The government’s “levelling up” agenda has clearly sparked a renewed interest in the idea of the impact of universities and university graduates on their local communities.
The UPP foundation and the Bridge Group had a go earlier this week, drawing on HESA data and focusing on the wider graduate experience. Today brings an intervention (London Calling? Higher education, geographical mobility, and early career earnings) from the Institute for Fiscal Studies on behalf of DfE, based around the now traditional custom split of LEO administrative data.
As we’ll see, the IFS is much more focused on the traditional indicators of salary and skilled employment – and as such focuses much more on graduate benefits than local ones. IFS talks about the need to make it easier for all students to be geographically mobile, but this weeks other report calls for more support in helping graduates stay local – I asked the Bridge Group about this:
Both reports point to the role of higher education in exacerbating regional inequalities and the lower mobility of students from lower socio-economic backgrounds (to which we add mature students). But whereas the IFS report suggests reducing barriers to geographic immobility, the Bridge Group report advocates support from government in increasing graduate opportunities across the regions and support from universities in facilitating the progression of graduates to local employment. This holistic approach would better support the levelling-up agenda.
It’s one of many occasions where the desires of individual graduates to improve their lot are at odds with the wider good afforded to the places graduates come from and study. A tension, frankly, that underpins the rift at the heart of the “levelling up” agenda.
IFS finds that, by age 27, 40 per cent graduates have moved away from the area they grew up, compared to 20 per cent of non-graduates. There is, as has previously been indicated, a regional salary effect and regional skilled jobs effect – graduates are likely to leave, for example, the north east of England for “better” jobs (better paying, more “graduate”) in London.
Though ethnic minority graduates are less likely to move (there is no difference between graduates and non-graduates in these groups) the report notes the well-documented issue with the representation of such graduates in LEO data. And there is an unsurprising subject difference – law, technology, languages, business, and economics graduates tend to see higher salary returns by age 27 if they move.
Gender isn’t a factor, but a less disadvantaged background makes it less likely that a graduate will be living in an area different to the one they grew up in – with the most disadvantaged graduates looking very similar to their non graduate peers. However, controlling for all other characteristics makes graduates just 10 percentage points more likely to move – perhaps a surprise to many.
I’m so bored with the ARU
Figure 8 is a fascinating plot – showing selectivity (as shown in average graduate GCSE score) against the impact of provider choice on geographic mobility with Anglia Ruskin University as a base comparator. It’s an odd couple of choices, but it is a glimpse at the kind of data that should be available more routinely.
I’ve used my proposed groupings to cluster providers, please see the consultation for more details.
I don’t want to go to where the rich are going
In the main, graduates move to get good jobs – and larger cities offer better salaries and better career prospects.
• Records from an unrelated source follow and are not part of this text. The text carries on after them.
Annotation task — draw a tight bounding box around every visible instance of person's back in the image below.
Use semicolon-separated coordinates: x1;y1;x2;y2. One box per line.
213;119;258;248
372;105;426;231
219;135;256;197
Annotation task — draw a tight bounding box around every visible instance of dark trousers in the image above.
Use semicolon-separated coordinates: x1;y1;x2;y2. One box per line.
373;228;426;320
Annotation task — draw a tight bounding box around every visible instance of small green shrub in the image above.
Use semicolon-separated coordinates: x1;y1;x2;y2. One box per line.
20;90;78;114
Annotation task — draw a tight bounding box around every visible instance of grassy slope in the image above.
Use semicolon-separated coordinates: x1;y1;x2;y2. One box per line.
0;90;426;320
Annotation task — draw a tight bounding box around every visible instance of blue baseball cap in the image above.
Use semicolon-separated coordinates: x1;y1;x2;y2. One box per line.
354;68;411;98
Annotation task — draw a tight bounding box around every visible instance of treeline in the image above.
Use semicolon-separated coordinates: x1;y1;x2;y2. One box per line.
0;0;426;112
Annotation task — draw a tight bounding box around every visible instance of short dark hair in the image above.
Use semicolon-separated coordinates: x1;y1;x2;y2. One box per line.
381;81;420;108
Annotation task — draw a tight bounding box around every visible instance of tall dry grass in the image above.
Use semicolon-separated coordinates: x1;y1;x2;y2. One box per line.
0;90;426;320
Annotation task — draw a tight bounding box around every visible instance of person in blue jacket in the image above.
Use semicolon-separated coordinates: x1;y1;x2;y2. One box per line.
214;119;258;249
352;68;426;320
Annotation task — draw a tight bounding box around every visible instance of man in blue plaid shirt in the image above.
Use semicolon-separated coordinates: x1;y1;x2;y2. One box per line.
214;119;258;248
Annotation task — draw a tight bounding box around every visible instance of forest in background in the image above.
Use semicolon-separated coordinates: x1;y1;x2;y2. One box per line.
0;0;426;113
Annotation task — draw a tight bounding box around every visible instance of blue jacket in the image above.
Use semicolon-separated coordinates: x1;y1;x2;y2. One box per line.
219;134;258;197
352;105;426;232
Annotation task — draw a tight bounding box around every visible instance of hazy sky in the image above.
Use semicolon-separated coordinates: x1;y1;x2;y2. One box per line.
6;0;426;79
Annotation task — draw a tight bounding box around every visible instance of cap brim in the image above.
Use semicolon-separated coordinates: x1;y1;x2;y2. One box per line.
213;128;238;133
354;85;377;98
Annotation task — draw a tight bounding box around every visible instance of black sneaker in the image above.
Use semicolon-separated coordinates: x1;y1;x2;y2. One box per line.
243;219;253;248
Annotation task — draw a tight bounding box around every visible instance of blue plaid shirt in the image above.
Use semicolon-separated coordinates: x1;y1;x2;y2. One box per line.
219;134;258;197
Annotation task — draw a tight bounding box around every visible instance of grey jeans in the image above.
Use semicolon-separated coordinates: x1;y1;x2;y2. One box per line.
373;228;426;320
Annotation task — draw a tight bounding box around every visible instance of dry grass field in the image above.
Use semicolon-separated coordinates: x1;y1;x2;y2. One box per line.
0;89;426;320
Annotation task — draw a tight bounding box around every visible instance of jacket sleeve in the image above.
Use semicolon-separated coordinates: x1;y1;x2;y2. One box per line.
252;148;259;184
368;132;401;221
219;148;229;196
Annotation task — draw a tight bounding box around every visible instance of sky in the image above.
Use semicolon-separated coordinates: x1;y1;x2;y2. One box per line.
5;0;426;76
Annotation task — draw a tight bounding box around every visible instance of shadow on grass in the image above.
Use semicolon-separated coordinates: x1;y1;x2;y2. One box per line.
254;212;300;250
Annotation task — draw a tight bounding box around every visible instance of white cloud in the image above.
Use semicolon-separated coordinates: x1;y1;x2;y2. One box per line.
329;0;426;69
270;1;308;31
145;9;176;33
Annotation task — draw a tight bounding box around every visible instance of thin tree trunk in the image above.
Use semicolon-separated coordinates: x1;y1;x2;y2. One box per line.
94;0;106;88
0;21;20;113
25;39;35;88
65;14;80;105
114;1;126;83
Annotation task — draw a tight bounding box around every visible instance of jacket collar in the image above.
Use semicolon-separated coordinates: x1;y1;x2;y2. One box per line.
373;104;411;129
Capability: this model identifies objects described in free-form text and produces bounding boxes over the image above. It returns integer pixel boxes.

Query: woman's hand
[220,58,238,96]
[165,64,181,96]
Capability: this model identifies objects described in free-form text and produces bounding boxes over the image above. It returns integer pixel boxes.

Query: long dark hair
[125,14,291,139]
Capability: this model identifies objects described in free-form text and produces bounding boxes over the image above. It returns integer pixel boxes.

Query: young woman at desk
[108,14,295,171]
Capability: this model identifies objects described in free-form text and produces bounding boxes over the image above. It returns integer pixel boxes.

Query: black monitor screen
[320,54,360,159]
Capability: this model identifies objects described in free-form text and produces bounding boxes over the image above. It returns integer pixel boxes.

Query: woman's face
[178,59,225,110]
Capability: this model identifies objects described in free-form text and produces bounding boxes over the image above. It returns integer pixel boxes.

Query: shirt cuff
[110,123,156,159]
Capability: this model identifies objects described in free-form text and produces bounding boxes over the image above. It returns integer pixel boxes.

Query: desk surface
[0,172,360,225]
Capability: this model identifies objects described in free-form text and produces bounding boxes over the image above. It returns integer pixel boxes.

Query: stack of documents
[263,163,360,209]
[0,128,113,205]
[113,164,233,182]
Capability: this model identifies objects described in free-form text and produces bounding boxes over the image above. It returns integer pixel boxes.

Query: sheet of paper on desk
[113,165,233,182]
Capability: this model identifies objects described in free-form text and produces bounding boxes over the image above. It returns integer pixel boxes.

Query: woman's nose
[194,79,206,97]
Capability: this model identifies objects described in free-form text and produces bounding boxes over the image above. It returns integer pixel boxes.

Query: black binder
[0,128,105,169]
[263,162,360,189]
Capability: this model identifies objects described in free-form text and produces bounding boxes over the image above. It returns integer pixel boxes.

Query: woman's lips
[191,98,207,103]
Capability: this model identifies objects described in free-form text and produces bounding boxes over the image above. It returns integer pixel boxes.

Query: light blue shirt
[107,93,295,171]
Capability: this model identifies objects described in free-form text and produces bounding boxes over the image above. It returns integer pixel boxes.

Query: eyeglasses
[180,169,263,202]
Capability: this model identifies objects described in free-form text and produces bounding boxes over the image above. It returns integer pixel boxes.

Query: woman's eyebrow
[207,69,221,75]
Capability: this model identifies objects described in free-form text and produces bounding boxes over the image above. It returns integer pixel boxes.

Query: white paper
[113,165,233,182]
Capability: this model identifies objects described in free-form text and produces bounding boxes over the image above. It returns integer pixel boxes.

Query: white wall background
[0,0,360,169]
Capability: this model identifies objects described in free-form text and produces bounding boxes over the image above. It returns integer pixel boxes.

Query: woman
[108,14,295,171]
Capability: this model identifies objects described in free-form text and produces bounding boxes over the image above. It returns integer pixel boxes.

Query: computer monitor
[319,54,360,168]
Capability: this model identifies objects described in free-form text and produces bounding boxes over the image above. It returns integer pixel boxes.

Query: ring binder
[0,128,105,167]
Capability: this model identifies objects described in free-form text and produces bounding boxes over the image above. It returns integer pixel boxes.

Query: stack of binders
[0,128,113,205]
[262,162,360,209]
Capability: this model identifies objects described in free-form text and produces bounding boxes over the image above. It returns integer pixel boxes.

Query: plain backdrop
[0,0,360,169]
Figure 13 shows average pay in each travel to work area (TTWA – basically a commuter catchment area) against the change in each area’s graduate share – the share of young people from the area that get degrees minus the share of young people who end up in the area with degrees. If that last one is hard to get a handle on (it was for me) think of it like this: a negative value means an area is a net importer of graduates, a positive value makes it a net exporter.
As you can see, graduates tend to head for the city (and also, mysteriously, Falmouth). IFS points us to a few salary counter examples – Newbury, High Wycome, and Whitehaven lose graduates overall despite having high salary levels.
But what is clear is that graduates move away from areas with low salaries. And they don’t move away from cities – Figure 14 lets us see that.
And figure 20 puts the two into perspective. Of course, low salary areas are more likely to be deprived areas, and young people from deprived areas tend not to go to university, and tend not to be as mobile as graduates.
Lost in the higher education market
What’s coming through here for me is more evidence that having a university in your area is a great way to have more qualified young people staying in your area – be they originally from there or from elsewhere. Here’s a quick plot of that showing provider locations.
This ties us nicely back to the UPPF/Bridge group work – for the good of some local areas, we could get better at keeping graduates in the area they studied. But for the good of graduates, we should make it easier to move away. Traditionally, individual benefit has trumped societal benefit in Conservative policy – I look forward to one arm of government telling graduates to stay where they are to level up struggling areas, and then another labelling the courses low quality because they lead to low salaries and unskilled jobs.